Each polynomial is monic quadratic, hence having at least one real root forces two real roots.

Let the roots of $f_1$ be $a_1<a_2$. Since $f_1(x)>0$ outside $[a_1,a_2]$ and $f_1(x)<0$ inside, consider the function $f_2/f_1$ on each interval of $\mathbb{R}\setminus{a_1,a_2}$. On each such interval the sign of $W$ implies that $f_2/f_1$ is strictly monotone, hence $f_2$ cannot change sign more than once on each interval.

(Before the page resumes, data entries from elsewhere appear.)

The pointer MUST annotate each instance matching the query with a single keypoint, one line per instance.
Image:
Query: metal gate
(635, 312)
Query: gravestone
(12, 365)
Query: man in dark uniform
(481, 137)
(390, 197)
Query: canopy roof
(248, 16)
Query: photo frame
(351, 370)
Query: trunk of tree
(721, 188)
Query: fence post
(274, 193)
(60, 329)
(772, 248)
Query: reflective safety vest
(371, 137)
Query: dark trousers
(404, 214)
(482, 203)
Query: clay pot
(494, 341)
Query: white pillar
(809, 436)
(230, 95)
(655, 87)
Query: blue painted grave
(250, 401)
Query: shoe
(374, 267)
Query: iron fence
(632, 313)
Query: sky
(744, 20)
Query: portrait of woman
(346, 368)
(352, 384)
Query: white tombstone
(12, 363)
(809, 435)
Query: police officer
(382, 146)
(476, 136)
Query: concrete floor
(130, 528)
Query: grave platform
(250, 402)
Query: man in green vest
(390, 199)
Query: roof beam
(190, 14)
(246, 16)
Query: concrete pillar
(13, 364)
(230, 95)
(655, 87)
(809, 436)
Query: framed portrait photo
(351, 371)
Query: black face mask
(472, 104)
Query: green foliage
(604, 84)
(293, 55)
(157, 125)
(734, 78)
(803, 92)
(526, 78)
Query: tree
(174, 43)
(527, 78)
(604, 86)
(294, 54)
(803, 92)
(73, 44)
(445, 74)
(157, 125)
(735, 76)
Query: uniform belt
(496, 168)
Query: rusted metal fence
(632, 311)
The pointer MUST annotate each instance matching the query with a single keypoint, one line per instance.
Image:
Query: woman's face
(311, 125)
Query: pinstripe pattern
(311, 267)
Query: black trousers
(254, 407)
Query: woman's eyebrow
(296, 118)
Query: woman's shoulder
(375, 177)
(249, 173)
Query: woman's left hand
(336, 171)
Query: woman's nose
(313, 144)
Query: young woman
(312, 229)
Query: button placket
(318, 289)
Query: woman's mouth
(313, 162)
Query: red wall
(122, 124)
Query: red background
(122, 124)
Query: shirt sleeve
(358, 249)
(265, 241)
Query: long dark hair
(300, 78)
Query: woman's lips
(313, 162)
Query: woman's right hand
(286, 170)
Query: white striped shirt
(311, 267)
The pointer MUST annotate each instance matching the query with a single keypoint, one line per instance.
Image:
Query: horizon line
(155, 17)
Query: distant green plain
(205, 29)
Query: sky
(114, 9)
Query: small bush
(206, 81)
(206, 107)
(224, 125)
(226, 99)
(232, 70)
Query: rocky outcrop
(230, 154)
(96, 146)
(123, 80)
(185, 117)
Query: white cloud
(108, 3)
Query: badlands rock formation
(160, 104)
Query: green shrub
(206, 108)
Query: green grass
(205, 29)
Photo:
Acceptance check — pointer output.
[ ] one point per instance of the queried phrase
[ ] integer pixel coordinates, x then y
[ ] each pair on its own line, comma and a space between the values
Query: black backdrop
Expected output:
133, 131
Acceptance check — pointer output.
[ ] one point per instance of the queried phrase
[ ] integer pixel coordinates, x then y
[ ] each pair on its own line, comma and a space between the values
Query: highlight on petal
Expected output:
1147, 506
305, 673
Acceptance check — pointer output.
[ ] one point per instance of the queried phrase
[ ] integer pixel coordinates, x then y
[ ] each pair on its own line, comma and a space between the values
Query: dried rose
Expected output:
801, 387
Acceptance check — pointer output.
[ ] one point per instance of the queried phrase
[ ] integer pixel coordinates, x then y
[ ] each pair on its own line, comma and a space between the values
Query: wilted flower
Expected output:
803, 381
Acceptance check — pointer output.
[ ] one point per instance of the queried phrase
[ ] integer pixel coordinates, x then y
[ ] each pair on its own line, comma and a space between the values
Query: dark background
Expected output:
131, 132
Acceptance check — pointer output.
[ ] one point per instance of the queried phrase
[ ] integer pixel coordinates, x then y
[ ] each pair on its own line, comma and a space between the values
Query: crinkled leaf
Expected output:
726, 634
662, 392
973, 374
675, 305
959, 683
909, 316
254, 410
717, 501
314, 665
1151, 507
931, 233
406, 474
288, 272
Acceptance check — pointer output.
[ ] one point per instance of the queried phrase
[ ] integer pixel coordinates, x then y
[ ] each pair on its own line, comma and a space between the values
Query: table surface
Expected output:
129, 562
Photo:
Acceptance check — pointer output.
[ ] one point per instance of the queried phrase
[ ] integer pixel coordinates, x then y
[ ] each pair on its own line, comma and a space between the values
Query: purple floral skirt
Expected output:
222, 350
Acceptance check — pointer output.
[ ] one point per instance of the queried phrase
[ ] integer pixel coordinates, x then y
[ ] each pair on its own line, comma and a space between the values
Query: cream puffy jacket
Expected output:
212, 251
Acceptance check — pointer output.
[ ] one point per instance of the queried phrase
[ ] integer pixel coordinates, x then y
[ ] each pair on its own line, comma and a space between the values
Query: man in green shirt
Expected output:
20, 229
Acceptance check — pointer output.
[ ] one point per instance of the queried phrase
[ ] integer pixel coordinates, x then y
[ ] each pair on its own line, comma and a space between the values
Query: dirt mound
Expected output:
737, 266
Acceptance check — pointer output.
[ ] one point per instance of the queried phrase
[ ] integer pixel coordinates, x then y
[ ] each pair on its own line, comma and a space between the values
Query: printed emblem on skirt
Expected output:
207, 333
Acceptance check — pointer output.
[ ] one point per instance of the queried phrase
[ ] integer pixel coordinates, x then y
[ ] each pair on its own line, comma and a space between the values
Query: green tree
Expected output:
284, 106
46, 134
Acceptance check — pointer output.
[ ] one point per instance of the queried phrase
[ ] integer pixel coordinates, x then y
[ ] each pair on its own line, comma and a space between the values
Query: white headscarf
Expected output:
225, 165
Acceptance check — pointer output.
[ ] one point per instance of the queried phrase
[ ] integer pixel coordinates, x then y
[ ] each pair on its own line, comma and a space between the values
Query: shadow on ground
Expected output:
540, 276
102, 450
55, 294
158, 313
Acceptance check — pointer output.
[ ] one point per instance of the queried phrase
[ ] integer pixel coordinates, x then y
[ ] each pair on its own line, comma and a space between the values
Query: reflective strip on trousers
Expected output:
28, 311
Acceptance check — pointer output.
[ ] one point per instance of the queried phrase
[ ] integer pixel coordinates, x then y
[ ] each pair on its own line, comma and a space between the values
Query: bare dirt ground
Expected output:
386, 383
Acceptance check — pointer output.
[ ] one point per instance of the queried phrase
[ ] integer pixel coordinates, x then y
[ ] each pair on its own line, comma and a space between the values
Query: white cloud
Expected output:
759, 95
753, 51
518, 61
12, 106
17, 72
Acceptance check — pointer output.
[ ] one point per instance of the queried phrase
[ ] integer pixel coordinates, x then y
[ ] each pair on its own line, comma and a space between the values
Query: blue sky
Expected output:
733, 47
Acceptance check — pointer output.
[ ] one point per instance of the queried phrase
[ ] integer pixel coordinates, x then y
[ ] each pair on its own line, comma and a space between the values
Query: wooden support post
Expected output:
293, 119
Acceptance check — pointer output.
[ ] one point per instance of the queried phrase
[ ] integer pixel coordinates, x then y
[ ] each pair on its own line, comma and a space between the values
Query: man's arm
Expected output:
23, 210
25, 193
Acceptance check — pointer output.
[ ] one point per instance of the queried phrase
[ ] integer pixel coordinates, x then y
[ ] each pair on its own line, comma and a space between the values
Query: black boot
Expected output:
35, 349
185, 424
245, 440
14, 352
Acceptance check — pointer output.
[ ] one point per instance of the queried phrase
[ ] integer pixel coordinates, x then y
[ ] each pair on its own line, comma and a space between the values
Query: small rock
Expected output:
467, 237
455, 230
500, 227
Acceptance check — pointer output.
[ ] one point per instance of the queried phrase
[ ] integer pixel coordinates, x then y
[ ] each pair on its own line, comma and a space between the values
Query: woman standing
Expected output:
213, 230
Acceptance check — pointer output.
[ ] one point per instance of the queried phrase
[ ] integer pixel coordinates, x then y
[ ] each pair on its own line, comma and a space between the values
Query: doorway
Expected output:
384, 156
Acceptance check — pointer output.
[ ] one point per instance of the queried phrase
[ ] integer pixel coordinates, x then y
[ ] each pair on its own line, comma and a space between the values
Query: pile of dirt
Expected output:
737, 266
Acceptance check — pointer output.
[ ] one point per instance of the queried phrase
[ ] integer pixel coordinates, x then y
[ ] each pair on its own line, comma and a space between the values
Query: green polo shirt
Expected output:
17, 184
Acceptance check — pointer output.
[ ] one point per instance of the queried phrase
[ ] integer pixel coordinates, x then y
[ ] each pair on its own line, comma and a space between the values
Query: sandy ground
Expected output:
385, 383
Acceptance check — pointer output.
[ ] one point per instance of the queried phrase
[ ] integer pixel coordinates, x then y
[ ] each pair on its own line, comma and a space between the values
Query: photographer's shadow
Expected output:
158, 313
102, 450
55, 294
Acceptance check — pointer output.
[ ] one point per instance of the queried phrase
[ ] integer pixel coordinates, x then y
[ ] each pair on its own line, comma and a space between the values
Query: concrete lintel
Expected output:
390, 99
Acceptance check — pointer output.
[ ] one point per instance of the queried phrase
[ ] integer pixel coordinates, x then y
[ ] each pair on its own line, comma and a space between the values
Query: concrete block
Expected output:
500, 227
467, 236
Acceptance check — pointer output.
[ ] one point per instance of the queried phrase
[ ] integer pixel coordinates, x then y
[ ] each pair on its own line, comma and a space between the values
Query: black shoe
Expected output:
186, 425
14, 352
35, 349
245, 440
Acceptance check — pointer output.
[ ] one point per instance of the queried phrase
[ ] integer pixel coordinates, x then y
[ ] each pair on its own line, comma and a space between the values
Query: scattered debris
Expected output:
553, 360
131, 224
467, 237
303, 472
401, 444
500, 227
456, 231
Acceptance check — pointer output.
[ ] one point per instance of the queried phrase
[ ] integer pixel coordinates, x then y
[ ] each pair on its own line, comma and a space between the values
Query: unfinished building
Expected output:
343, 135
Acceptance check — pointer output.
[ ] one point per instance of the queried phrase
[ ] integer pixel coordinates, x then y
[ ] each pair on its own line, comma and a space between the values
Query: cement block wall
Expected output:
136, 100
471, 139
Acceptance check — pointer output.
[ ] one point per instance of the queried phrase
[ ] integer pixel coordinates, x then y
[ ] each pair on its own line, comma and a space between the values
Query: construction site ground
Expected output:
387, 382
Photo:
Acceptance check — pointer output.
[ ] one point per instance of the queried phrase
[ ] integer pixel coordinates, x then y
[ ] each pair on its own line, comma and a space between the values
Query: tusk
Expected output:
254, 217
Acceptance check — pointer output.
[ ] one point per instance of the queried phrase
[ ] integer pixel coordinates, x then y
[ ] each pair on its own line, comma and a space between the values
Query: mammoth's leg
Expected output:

Evaluating $W$ at a root $a$ of $f_1$ gives

$$W(a)= -f_2(a)f_1'(a),$$

so the sign of $f_2(a)$ is determined by the sign of $f_1'(a)$ together with the constant sign of $W$. Since $f_1'(a_1)<0$ and $f_1'(a_2)>0$, the values $f_2(a_1)$ and $f_2(a_2)$ have opposite signs. Hence $f_2$ has a root in $(a_1,a_2)$.

Repeating the argument with roles exchanged shows that between the two roots of $f_2$ lies a root of $f_1$.

Thus both quadratics have real roots and their roots strictly interlace.

This completes the proof.

Verification of Key Steps

The computation of $W(x)$ was checked directly by expanding $f_1f_2'$ and $f_2f_1'$ and confirming cancellation of cubic terms and correct collection of coefficients.

The identification of $\Delta_W$ with $4((q_1-q_2)^2+(p_1-p_2)(p_1q_2-p_2q_1))$ was verified by direct algebraic rearrangement of the constant term in the discriminant expression.

The limit argument for $f_2/f_1$ uses only leading coefficient comparison; both quadratics are monic so the ratio tends to $1$ at both infinities.

The sign change argument at roots uses that $W(a)\neq 0$ and $f_1'(a)\neq 0$ at simple roots of a monic quadratic, ensuring opposite signs of $f_2$ at the two roots of $f_1$.

Alternative Approaches

One alternative approach interprets the pair $(p_i,q_i)$ as coefficients of a Sturm sequence and derives interlacing directly from Sturm comparison theory for second-order polynomials. Another approach uses projective geometry: the condition encodes negativity of a cross-ratio-type invariant ensuring separation of roots on the real projective line. The Wronskian method is preferable because it reduces the problem to a single explicit polynomial whose discriminant reproduces the hypothesis exactly, making the mechanism transparent and fully elementary.